Handlungsbedarf für betriebliches Gesundheitsmanagement

„Mit Blick auf die physische und psychische Gesundheit der Beschäftigten in Notaufnahmen besteht ein dringender Bedarf, spezifische Maßnahmen im Rahmen des betrieblichen Gesundheitsmanagements zu etablieren, das zeigen die Daten ganz deutlich,“ schlussfolgern die Wissenschaftlerinnen am Fachbereich Pflege und Gesundheit der Hochschule Fulda, Prof. Dr. Margit Christiansen und Prof. Dr. Gamze Güzel-Freudenstein. Dazu bedürfe es eines multidisziplinären Ansatzes aus Arbeits- und Gesundheitsschutz, Personalmanagement und Arbeitsorganisation.

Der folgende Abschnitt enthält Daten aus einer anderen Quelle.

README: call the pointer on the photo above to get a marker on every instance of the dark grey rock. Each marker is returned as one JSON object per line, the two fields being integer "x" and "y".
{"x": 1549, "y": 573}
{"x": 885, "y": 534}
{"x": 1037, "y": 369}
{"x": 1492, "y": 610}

Das Forschungsprojekt wird vom hessischen Ministerium für Wissenschaft und Kunst im Rahmen des Forschungsschwerpunkts Frauen- und Geschlechterforschung gefördert. Das Forschungsteam, das sich aus Expertinnen und Experten der Arbeitsmedizin, des Personalmanagements und der Gesundheitswissenschaften zusammensetzt, will bis Ende Juni 2019 die Daten auch unter Genderaspekten auswerten.